Civil society unions are set to challenge governments’ incremental wage increases for representatives of public and semi-government institutions.

The South African Parastatal and Tertiary Institutes Union (Saptu) said that the state’s current proposed 2% wage increase should be reconsidered as employees last received an increase in 2019 – and it was only inflation adjusted.

Saptu represents employees working in South Africa’s public service, primarily in semi-state institutions such as Legal Aid South Africa.

The union said that the wage proposals are unreasonable and unfair as cabinet members received a 3% increase and Eskom workers a 7% increase.

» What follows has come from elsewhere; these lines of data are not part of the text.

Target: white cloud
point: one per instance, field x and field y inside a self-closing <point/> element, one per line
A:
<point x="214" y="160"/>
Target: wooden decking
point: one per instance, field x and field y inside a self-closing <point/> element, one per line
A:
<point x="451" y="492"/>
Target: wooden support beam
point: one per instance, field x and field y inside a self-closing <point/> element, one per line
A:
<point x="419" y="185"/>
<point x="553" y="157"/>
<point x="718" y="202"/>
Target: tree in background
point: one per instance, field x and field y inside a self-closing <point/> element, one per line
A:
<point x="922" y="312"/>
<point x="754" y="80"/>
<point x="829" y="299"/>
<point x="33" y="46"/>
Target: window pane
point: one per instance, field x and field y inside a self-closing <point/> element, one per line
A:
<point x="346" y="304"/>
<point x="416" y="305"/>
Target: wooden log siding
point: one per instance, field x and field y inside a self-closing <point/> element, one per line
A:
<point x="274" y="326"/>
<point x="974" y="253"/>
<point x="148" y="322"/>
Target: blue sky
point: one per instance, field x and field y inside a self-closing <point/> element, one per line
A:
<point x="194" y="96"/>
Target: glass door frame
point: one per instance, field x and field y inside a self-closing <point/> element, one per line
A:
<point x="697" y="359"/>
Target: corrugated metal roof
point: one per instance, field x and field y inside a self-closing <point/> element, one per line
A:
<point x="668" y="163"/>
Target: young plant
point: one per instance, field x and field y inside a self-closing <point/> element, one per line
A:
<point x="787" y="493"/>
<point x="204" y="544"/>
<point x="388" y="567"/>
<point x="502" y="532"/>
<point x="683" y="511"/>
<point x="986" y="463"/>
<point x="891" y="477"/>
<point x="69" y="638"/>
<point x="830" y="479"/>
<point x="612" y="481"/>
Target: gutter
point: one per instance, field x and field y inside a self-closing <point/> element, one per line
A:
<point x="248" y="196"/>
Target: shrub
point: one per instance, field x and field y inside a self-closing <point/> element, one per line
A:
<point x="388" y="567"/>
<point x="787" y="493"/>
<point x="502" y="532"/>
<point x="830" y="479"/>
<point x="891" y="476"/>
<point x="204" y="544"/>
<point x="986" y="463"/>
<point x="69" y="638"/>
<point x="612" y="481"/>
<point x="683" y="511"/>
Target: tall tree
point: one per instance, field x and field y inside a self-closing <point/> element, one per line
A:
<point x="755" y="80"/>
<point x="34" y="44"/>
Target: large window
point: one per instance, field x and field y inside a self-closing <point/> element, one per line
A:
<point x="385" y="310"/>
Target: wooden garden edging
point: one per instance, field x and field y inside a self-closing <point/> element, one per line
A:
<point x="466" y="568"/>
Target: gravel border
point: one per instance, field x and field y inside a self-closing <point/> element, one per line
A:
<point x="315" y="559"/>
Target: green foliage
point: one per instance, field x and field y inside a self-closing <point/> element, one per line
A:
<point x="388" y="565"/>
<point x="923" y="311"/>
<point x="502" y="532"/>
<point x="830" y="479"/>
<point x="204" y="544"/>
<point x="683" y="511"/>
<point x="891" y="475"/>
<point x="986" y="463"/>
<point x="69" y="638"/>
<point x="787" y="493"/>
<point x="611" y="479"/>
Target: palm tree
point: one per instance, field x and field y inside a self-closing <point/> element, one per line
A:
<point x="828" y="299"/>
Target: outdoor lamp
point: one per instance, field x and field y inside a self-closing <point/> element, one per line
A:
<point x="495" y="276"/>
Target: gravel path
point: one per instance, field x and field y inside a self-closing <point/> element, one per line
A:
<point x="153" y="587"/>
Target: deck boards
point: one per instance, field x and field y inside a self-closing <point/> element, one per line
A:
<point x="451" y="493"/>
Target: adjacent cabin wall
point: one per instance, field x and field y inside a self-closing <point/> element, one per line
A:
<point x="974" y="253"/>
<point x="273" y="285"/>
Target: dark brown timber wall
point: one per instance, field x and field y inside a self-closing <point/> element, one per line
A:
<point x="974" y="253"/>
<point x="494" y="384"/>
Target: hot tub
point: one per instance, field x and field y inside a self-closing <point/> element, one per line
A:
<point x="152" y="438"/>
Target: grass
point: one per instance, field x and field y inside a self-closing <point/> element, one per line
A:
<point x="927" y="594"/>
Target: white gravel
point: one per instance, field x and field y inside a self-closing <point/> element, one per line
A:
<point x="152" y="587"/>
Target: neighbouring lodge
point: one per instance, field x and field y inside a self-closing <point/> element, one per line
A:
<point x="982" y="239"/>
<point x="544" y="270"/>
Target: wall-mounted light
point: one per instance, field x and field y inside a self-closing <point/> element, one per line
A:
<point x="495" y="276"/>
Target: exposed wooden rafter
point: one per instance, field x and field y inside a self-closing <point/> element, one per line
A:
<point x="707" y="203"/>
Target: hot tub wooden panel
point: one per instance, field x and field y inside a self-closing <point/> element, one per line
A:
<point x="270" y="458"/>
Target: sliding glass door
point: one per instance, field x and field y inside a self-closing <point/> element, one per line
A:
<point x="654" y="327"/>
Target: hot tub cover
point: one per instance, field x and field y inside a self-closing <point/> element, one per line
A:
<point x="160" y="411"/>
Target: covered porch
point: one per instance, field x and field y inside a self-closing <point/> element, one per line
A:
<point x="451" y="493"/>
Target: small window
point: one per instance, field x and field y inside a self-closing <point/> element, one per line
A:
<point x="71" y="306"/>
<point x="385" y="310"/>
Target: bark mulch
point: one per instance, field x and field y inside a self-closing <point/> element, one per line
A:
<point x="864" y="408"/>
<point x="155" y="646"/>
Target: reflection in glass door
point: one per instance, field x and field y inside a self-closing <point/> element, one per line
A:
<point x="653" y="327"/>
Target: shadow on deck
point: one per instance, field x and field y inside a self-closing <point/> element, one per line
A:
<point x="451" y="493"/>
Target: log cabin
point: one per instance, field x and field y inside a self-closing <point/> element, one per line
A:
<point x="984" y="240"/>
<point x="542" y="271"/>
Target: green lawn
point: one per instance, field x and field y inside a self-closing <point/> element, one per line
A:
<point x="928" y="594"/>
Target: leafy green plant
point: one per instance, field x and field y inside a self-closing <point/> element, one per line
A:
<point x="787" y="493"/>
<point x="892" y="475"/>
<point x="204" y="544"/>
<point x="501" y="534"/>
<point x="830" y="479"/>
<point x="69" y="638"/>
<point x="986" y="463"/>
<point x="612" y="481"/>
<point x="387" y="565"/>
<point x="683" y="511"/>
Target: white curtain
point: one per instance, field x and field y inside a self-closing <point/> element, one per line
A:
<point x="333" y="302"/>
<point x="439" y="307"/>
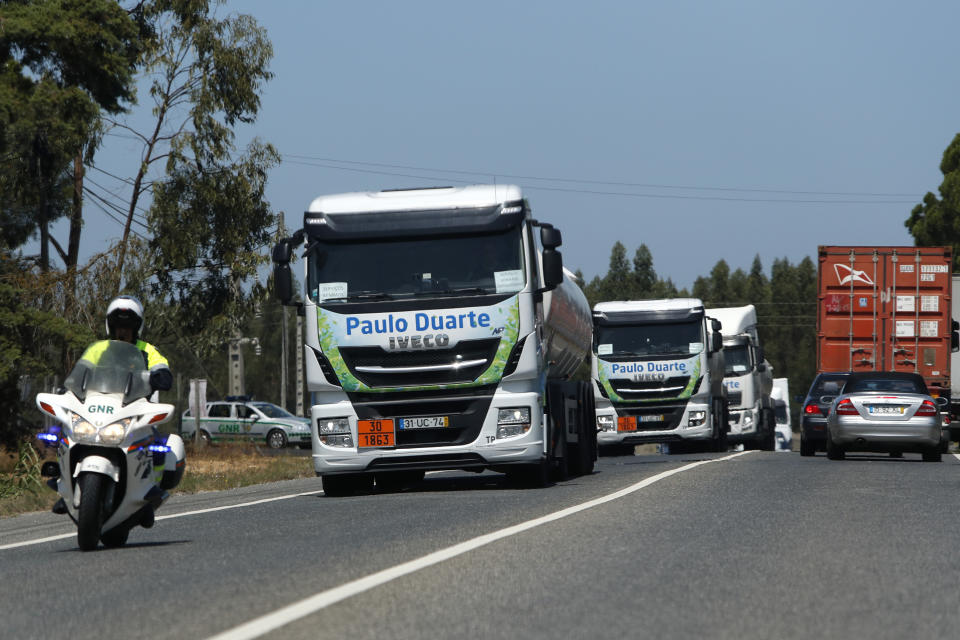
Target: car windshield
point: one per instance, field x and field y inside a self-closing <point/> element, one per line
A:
<point x="416" y="267"/>
<point x="737" y="359"/>
<point x="272" y="410"/>
<point x="827" y="385"/>
<point x="110" y="366"/>
<point x="890" y="385"/>
<point x="682" y="338"/>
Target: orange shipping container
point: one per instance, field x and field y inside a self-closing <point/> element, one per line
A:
<point x="886" y="309"/>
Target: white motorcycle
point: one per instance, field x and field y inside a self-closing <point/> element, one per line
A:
<point x="113" y="466"/>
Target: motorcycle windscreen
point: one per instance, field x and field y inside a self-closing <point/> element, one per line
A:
<point x="110" y="366"/>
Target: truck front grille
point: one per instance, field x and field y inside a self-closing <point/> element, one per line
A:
<point x="377" y="367"/>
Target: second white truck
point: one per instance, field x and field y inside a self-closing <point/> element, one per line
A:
<point x="658" y="375"/>
<point x="748" y="378"/>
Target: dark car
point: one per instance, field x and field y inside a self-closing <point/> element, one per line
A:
<point x="813" y="414"/>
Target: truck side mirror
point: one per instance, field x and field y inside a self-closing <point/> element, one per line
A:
<point x="282" y="278"/>
<point x="552" y="269"/>
<point x="550" y="237"/>
<point x="716" y="341"/>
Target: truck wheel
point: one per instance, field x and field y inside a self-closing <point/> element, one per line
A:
<point x="719" y="439"/>
<point x="346" y="485"/>
<point x="582" y="455"/>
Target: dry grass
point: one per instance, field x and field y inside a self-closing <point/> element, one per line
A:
<point x="208" y="469"/>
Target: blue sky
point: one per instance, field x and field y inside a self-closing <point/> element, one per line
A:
<point x="706" y="130"/>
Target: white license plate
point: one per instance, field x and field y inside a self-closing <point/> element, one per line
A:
<point x="430" y="422"/>
<point x="887" y="411"/>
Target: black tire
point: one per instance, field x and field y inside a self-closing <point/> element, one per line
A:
<point x="582" y="455"/>
<point x="718" y="441"/>
<point x="531" y="476"/>
<point x="834" y="451"/>
<point x="276" y="439"/>
<point x="397" y="480"/>
<point x="115" y="538"/>
<point x="346" y="485"/>
<point x="90" y="514"/>
<point x="768" y="439"/>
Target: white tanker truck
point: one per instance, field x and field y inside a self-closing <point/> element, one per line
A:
<point x="441" y="334"/>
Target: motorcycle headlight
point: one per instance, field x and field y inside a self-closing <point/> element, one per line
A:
<point x="114" y="433"/>
<point x="81" y="430"/>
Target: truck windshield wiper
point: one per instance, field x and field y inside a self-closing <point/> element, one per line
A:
<point x="448" y="291"/>
<point x="369" y="295"/>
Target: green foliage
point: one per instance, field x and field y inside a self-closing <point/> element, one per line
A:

“Rising living costs affect every resident of South Africa. Not just certain individuals. Inflation alone currently amounts to 7.4%, and to offer our members only 2% is like a slap in the face,” said Saptu secretary general, Ben van der Walt.

Saptu’s call for higher wages comes amid other heated negotiations happening in South Africa.

Both the Public Servants Association (PSA) and the National Education, Health and Allied Worker’s Union (Nehawu) have been engaged in negotiations and strike action that left many SARS branches closed.

While unions have cooled their demand from double-digits to even below inflation, the government has not shifted from its position, resulting in negotiation deadlock.

Strikes at SARS have been ongoing since May, with economists from Bureau for Economic Research (BER) warning that public sector wage negotiations may potentially see even more increased strike action in the coming months.

On 1 August, Finance Minister Enoch Gondogwana told BusinessDay that he has taken charge of public sector wage negotiations because staff wage bills account for the biggest share of government spending in the country.

The move by Gondongwana for the National Treasury to manage the negotiations has faced backlash, with the Public Servant’s Association spokesperson, Reuben Maleka, telling News24 that unions are concerned that the Treasury’s involvement will curb the proposed public servant’s wage bill.

“It will be a regression to have Treasury taking centre stage in the Public Sector Coordinating Bargaining Council (PSCBC). We have long passed the question of whether the state is bloated or not. The state is not bloated; the state is capacity-crippled – hence it is unable to deliver in all respect its mandate,” said Maleka.